Barbiche, pieds fourchus, cornes sont ses attributs, représentations tout droit empruntées à celles des dieux antiques Pan, Dionysos, Cernunos, dieux liés au culte de la fertilité…
La sorcière se voue au Diable, corps et âme.
Que propose donc le diable aux gens qu’il rencontre ? En général, ce qu’ils convoitent : de l’argent, les plaisirs terrestres, la domination du monde… Ses interlocuteurs renoncent à Dieu, au baptême et à toute religion chrétienne. Satan peut faire signer un pacte mais c’est chose rare à la campagne.

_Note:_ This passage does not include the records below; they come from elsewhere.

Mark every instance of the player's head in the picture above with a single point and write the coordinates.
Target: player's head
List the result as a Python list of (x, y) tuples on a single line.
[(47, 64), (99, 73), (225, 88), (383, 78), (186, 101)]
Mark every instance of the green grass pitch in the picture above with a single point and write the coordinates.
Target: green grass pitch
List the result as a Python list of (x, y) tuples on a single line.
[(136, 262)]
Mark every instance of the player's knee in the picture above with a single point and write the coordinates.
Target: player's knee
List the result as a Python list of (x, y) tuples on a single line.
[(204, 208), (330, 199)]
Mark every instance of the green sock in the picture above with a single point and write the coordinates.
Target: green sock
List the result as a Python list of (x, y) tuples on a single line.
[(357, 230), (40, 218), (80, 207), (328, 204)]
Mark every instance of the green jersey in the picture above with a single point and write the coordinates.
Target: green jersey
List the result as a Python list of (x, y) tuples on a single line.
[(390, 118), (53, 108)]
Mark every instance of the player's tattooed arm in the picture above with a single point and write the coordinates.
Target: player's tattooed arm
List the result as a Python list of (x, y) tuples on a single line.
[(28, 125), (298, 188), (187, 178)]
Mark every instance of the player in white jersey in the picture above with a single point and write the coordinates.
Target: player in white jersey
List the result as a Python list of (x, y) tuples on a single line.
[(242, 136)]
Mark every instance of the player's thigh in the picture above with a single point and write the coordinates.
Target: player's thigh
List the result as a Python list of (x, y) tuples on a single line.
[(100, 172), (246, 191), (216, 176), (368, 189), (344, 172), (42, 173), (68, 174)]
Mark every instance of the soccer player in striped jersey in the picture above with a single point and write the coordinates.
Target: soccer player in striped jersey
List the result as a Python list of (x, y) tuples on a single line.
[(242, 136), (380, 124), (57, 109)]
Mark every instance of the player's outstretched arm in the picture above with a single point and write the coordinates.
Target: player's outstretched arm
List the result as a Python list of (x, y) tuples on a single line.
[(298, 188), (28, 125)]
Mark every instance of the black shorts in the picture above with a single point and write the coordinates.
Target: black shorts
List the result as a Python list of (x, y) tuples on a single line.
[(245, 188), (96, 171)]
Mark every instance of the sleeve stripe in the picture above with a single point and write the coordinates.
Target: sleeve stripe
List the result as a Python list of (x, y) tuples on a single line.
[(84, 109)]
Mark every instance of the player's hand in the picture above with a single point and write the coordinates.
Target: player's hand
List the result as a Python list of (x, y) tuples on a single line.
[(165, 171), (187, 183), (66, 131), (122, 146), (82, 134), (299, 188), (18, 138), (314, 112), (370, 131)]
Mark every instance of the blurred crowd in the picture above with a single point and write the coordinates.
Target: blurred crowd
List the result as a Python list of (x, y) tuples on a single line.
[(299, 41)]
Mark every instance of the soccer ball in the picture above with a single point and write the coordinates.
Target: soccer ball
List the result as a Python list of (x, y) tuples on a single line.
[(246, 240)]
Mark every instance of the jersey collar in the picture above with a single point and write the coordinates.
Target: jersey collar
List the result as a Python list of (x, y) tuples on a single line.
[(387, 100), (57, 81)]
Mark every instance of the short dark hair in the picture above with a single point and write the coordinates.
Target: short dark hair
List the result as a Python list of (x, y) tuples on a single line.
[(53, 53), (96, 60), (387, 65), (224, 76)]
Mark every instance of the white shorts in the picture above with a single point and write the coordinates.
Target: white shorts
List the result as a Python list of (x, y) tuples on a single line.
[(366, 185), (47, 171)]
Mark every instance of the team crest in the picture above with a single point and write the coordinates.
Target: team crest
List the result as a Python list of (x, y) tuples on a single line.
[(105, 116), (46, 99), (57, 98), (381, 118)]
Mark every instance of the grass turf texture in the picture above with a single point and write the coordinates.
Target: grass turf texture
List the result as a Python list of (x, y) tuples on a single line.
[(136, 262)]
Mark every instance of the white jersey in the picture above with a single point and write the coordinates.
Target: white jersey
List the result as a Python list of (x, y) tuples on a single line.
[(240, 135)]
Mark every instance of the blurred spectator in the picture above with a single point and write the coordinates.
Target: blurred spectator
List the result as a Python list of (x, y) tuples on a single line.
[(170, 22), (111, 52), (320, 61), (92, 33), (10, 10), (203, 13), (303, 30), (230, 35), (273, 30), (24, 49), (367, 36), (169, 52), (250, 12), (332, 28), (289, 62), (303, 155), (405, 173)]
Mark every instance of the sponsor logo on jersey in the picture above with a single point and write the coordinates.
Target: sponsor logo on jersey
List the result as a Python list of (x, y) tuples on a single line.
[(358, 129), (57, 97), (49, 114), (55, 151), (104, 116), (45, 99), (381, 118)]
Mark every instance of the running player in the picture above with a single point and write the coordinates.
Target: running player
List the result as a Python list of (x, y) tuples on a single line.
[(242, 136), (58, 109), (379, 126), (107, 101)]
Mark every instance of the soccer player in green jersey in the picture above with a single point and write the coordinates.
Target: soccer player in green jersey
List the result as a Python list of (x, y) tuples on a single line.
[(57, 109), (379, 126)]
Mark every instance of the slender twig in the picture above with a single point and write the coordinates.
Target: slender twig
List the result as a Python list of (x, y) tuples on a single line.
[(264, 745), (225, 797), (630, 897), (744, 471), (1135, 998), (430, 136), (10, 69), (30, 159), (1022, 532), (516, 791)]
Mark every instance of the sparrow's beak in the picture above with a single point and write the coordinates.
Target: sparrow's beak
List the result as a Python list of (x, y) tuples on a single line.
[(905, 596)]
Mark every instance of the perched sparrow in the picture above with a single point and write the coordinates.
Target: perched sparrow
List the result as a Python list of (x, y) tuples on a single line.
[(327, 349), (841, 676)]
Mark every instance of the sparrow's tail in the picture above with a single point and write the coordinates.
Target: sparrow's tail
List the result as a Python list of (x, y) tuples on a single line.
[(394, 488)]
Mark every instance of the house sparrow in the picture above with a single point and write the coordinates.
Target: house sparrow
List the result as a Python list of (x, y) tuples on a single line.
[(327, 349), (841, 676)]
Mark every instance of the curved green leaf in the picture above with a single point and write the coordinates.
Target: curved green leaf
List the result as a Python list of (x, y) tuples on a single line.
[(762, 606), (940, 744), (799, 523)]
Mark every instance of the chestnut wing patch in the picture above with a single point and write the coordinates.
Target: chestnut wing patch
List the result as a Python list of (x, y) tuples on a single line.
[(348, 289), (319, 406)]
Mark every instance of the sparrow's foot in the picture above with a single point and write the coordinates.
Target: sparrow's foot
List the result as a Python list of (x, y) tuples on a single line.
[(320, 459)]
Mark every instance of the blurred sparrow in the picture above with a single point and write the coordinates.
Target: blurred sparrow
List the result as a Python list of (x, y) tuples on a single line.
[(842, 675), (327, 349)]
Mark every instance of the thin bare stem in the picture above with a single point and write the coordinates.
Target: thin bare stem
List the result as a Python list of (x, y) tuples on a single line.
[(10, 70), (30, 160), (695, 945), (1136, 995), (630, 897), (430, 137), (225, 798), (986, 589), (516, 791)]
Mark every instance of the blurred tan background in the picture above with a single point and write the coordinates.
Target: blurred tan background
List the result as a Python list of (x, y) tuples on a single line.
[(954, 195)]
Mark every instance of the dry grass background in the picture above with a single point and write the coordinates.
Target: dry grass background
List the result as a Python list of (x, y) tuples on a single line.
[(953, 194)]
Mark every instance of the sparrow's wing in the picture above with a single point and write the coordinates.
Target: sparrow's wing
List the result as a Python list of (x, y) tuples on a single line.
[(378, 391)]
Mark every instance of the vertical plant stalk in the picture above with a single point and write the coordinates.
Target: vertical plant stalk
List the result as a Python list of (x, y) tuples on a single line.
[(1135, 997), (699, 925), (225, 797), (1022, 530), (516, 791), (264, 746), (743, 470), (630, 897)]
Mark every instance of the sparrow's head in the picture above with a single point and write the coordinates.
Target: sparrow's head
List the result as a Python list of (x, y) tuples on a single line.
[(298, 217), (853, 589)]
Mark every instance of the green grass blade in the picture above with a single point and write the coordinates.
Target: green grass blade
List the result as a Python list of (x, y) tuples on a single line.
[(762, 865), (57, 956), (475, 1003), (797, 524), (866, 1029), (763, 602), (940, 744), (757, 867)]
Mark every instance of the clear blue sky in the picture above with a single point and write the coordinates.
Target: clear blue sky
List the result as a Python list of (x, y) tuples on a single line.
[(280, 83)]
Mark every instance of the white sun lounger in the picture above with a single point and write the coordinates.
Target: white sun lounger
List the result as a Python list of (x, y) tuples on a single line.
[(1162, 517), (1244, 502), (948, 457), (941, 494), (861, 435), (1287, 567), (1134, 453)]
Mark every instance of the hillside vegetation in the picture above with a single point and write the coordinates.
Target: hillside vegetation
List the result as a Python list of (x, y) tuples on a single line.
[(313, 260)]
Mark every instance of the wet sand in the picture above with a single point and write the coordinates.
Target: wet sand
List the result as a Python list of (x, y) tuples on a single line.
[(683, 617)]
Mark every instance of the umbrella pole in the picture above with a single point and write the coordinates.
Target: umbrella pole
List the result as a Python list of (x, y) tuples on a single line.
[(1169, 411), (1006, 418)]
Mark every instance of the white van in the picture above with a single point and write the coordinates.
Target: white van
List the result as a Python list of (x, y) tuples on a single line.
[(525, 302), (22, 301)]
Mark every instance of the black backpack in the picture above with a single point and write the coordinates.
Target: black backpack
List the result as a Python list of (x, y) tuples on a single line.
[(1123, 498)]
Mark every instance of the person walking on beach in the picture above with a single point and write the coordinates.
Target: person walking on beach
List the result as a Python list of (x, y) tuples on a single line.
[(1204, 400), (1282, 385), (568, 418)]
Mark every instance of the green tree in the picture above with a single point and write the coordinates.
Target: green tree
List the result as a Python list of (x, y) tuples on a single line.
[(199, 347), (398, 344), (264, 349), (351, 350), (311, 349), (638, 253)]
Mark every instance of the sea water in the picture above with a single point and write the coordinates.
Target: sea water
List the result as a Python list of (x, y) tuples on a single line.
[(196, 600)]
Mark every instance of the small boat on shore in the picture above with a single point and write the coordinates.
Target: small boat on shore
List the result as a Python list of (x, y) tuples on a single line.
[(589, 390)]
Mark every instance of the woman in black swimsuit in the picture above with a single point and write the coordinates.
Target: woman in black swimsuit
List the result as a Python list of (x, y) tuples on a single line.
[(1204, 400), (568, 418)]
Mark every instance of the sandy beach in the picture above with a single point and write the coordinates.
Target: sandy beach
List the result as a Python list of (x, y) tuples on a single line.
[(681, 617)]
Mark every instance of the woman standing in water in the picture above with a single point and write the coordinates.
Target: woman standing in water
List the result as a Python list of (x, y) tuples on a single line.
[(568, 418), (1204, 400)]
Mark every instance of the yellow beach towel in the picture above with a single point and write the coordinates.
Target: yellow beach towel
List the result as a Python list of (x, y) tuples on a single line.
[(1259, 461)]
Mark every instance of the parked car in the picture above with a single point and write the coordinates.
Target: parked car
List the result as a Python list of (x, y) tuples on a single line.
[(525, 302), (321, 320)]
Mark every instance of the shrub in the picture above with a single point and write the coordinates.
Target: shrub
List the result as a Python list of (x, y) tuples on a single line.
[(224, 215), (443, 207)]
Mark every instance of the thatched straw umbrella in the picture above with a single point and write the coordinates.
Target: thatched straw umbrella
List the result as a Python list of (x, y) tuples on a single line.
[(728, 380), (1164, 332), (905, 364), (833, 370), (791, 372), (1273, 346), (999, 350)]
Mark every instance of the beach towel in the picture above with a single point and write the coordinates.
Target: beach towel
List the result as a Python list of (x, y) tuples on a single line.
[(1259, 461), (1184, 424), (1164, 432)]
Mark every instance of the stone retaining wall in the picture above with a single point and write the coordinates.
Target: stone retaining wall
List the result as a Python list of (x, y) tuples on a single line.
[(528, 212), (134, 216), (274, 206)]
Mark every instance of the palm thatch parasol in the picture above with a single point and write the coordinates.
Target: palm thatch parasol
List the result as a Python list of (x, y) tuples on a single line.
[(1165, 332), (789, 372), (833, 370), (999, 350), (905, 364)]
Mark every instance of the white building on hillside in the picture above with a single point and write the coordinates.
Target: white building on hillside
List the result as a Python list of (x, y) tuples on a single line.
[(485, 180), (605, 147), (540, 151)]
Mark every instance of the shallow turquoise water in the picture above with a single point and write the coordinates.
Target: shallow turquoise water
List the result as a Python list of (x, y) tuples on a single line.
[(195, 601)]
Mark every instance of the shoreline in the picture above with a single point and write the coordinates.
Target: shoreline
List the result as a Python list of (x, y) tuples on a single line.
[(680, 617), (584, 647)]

Comme le chrétien va à l’église, sorciers et sorcières vont au Sabbat… Pour ce faire ils prennent la voie des airs : des ingrédients à base de sang de huppe, de chauve-souris, de plantes hallucinogènes sont parfois mêlées à la graisse de petits enfants pour constituer un onguent. L’onguent ainsi obtenu est étalé sur le corps nu de la sorcière afin de favoriser son envol.
Le pouvoir de voler est caractéristique de ceux que possède la sorcière. Il est de loin celui qui a le plus marqué l’imagination des artistes ou des conteurs !
Le vol est une métamorphose à la fois de liberté et de sexualité et le personnage de la sorcière incarne à l’évidence ces deux aspirations.
« Bâton blanc, bâton noir, mène-nous là où tu dois de par le diable ! »
Les moyens de locomotion de la sorcière peuvent être le bouc, monture d’Aphrodite et de Dionysos qui incarne pour les chrétiens l’image même des perversions et de la lubricité. Satan en personne daigne parfois transporter sur son dos celle qu’il veut honorer mais le plus connu des moyens de déplacement de la sorcière reste bien évidemment le balai : à partir du milieu du 15e siècle, le balai, modeste ustensile de ménage, fait son apparition. Les sorcières vont l’utiliser de plus en plus fréquemment car il reste discret et permet d’emprunter sans trop de risques les conduits de cheminée. Il rappelle par sa forme la baguette de coudrier utilisée dans les rituels magiques et, par son chevauchement, celui du phallus.
Il est amusant de constater que dans les gravures les plus anciennes, celles du 16e siècle, les sorcières tiennent leur balai la tête en bas. Mais à partir du 17e siècle, les sorcières paraissent avoir adopté un nouveau style, elles chevauchent avec le balai tenu en haut et fixent au milieu du fagot une chandelle allumée qui éclaire leur route.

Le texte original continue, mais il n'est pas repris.